The Kimberley Process, which aims to curb the sale of diamonds used to fund wars, is being undermined by gems from Zimbabwe, accused by human rights groups of committing abuses against its residents, Martin Rapaport, chairman of Rapaport Group.

The Kimberley Process has recently certified more than $200 million worth of diamonds from Zimbabwe’s Marange fields, opening up a “Pandora’s box of complex ethical, legal and financial issues” for the industry, Rapaport, which runs a diamond-pricing service, said in a report on its website today.

Zimbabwe, the world’s seventh-largest diamond producer in 2010, will probably earn about $334 million from the export of the gems this year, according to state-owned Zimbabwe Mining and Development Corp., the main producer in the country. Human Rights Watch, based in New York, said in a 2009 report that diggers at the Marange field were killed and tortured by security forces.

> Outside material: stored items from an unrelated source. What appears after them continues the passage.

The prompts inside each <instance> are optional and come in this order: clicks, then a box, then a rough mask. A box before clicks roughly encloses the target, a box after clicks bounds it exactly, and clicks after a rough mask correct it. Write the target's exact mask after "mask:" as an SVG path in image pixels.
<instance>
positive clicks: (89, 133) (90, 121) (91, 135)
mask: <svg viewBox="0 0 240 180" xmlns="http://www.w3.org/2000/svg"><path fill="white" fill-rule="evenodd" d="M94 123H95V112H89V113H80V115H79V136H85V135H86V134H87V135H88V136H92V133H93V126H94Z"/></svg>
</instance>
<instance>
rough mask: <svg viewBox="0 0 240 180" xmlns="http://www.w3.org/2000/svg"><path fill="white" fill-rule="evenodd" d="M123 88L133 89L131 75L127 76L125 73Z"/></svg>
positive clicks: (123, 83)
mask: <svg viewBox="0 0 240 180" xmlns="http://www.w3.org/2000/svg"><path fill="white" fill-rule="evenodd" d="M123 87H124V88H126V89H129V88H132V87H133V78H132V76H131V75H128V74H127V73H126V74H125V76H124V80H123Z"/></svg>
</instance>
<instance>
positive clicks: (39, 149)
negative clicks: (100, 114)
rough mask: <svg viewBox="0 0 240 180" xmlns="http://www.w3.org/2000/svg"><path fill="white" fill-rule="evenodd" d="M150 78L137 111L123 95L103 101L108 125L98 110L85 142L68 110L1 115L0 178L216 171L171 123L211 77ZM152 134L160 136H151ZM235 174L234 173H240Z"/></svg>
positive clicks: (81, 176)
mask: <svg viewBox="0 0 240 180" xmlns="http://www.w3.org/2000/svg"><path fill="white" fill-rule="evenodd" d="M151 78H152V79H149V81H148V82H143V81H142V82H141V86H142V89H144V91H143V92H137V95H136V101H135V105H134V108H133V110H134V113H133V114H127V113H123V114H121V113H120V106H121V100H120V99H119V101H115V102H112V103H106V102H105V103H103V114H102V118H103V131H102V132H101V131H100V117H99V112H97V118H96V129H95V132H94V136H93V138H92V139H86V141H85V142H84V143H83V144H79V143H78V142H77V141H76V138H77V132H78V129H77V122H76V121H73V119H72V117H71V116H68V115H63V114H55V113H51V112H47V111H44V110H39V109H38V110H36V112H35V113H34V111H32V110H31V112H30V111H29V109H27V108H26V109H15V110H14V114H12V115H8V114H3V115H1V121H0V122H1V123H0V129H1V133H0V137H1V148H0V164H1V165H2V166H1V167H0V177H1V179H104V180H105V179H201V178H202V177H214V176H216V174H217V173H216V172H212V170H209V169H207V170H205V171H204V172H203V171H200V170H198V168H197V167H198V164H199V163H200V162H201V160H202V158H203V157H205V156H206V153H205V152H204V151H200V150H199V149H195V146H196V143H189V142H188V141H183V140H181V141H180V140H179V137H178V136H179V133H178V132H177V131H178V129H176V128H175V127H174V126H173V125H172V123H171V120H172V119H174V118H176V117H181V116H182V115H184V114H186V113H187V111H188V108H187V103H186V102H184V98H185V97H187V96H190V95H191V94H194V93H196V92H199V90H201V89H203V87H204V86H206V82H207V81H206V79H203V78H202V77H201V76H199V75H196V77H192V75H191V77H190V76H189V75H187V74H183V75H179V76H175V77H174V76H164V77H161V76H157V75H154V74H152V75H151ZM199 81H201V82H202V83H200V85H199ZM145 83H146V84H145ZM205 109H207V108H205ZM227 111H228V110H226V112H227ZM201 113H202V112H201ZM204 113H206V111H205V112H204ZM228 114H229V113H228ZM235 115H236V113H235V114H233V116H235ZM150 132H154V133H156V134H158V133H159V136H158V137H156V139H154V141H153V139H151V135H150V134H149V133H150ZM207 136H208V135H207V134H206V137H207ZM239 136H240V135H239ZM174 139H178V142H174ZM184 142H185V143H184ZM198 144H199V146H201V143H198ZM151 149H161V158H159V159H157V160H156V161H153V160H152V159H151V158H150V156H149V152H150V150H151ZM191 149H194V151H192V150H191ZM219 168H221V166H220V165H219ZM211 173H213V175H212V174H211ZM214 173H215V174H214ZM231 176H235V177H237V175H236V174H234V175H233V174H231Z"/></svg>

“The diamond trade can no longer get away with telling consumers and each other that having a Kimberley Process certificate ensures that diamonds are legitimate,” Rapaport said. “Even a child can see the KP’s emperor has no clothes.”

The Kimberley Process, which is currently based in Kinshasa, the capital of Democratic Republic of Congo, didn’t answer calls to their offices today. The organization consists of government and industry representatives from 75 nations.

Stockpile

Zimbabwe was given permission by the Kimberley Process to hold its first monitored sale of a $1.7 billion stockpile of gems a year ago. The KP has said it won’t allow unmonitored sales of Marange diamonds and asked Zimbabwe to tighten controls on smuggling in the area. Marange is located in eastern Zimbabwe, near the border with Mozambique.

Diamond buyers should establish their own ethical certification scheme to ensure gem entering the U.S. are conflict-free. Sanctions on Zimbabwe Mining and Development Corp. make it illegal to trade in stones mined by that company.

The ZMDC mines in two joint-ventures in Marange with closely held Mbada Mining (Private) Ltd. and Canadile Mines (Private) Ltd. Under U.S. law it’s illegal to do business with several Zimbabwean companies linked to President Robert Mugabe’s Zimbabwe African National Union-Patriotic Front party.